President Vladimir Putin has defended Russia’s anti-gay laws by saying they protect against the “destruction of traditional values”.
In his annual address to both chambers of the Russian Parliament, President Putin said Russia sees itself as a defender of conservative values against what it is considers to be an assault of “genderless and fruitless so-called tolerance” which he said “equals good and evil”.
“This destruction of traditional values from above not only entails negative consequences for society, but is also inherently anti-democratic because it is based on an abstract notion and runs counter to the will of the majority of people,” President Putin said.

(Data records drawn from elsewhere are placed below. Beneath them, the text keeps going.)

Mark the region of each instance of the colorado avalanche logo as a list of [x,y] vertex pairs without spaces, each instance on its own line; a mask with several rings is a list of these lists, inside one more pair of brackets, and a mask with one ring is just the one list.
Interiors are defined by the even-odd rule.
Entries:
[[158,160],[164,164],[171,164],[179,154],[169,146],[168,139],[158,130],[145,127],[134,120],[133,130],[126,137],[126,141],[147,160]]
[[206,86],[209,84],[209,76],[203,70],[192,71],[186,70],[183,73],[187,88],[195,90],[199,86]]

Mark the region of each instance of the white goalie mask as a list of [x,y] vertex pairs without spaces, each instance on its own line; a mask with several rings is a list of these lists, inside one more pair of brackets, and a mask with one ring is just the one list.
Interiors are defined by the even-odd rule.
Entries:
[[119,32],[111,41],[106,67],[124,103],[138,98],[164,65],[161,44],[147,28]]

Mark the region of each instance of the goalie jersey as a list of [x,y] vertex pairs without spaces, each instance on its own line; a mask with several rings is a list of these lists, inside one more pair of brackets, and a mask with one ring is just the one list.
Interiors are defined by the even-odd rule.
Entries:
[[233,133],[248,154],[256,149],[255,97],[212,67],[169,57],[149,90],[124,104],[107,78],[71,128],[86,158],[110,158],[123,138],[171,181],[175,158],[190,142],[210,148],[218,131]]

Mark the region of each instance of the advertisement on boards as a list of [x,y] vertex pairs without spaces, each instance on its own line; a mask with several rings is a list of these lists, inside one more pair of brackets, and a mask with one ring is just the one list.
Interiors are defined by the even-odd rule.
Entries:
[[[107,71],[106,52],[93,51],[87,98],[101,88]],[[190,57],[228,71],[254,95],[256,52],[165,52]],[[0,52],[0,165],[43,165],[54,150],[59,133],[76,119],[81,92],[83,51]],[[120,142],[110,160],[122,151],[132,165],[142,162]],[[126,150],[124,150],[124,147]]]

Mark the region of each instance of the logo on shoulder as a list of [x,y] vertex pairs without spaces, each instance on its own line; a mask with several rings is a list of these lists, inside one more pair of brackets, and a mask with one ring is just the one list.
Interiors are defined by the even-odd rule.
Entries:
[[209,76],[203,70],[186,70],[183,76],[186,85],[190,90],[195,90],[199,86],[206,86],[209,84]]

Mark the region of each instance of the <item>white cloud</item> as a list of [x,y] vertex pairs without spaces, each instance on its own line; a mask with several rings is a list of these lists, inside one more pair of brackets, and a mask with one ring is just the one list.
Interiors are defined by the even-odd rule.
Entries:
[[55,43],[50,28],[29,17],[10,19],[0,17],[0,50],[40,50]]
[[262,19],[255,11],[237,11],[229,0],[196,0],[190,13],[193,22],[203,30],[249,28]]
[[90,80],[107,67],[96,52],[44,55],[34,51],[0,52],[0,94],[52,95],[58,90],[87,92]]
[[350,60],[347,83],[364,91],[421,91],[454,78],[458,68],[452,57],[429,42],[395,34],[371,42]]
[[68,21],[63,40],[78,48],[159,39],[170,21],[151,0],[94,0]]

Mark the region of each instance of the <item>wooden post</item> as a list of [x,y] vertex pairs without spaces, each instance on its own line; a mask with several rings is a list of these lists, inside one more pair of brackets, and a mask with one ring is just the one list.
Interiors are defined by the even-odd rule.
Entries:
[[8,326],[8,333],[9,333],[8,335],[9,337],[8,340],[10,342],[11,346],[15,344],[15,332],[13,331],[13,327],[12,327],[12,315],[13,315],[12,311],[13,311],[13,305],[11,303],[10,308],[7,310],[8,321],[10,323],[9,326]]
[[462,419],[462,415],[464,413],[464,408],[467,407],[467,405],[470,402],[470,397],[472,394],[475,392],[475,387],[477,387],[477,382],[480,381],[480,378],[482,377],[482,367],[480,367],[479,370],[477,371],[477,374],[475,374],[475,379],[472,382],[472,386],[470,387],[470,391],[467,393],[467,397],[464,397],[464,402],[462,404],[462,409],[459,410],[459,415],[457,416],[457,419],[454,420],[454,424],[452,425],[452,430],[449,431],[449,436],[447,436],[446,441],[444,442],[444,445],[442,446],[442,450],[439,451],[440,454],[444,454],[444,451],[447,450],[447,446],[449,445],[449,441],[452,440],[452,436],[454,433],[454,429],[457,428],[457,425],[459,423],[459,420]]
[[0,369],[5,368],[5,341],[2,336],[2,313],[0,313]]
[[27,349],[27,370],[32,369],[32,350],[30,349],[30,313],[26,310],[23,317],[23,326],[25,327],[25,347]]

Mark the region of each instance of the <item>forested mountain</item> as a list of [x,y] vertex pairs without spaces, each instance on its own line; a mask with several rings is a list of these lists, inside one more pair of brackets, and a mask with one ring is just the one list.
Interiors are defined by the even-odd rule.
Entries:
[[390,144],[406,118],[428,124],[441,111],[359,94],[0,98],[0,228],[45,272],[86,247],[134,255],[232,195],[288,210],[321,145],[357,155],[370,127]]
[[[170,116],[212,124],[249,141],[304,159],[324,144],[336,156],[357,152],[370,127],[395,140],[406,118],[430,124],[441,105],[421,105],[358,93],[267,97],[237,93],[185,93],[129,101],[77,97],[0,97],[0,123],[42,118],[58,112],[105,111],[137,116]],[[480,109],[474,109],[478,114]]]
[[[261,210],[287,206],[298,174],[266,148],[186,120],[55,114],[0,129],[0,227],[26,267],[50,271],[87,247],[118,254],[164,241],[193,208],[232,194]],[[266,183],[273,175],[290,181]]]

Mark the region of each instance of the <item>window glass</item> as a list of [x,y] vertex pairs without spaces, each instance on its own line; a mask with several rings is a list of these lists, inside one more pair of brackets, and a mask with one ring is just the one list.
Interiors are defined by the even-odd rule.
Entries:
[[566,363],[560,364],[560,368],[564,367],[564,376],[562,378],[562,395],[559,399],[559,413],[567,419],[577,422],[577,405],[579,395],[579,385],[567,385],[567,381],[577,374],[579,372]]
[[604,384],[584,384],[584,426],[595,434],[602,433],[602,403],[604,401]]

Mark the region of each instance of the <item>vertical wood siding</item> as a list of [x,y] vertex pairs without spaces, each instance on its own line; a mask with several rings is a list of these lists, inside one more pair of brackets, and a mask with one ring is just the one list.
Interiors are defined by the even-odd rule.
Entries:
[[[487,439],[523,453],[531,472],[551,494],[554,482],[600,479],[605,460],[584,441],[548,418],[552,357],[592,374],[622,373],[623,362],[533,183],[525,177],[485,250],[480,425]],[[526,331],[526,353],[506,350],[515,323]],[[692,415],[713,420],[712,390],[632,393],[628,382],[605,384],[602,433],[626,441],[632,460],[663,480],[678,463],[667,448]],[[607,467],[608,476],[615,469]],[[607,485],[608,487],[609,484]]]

Quoting early 20th century Russian philosopher Nikolai Berdyaev, the president said conservatism does not stop society from progressing but “prevents it from falling backward into chaotic darkness and the state of primitive man.”
The statement was met with enthusiastic applause from the audience, which was comprised of politicians, judges, religious leaders and federal and regional officials.
Attempting to dismiss concerns about LGBT athletes attending February’s Winter Olympics in the Russian city of Sochi, President Putin last month declared he was against “hatred” towards people of a “non-traditional sexual orientation” – whilst continuing to support the country’s homophobic legislation.
It prescribes fines for providing information about homosexuality to people under the age of 18 – ranging from 4,000 roubles (£78) for an individual to 1m roubles (£19,620) for organisations.
International Olympic Committee President Thomas Bach has warned athletes against making political gestures at the Winter Olympics, but plans to set up protest zones for them to “express their views”.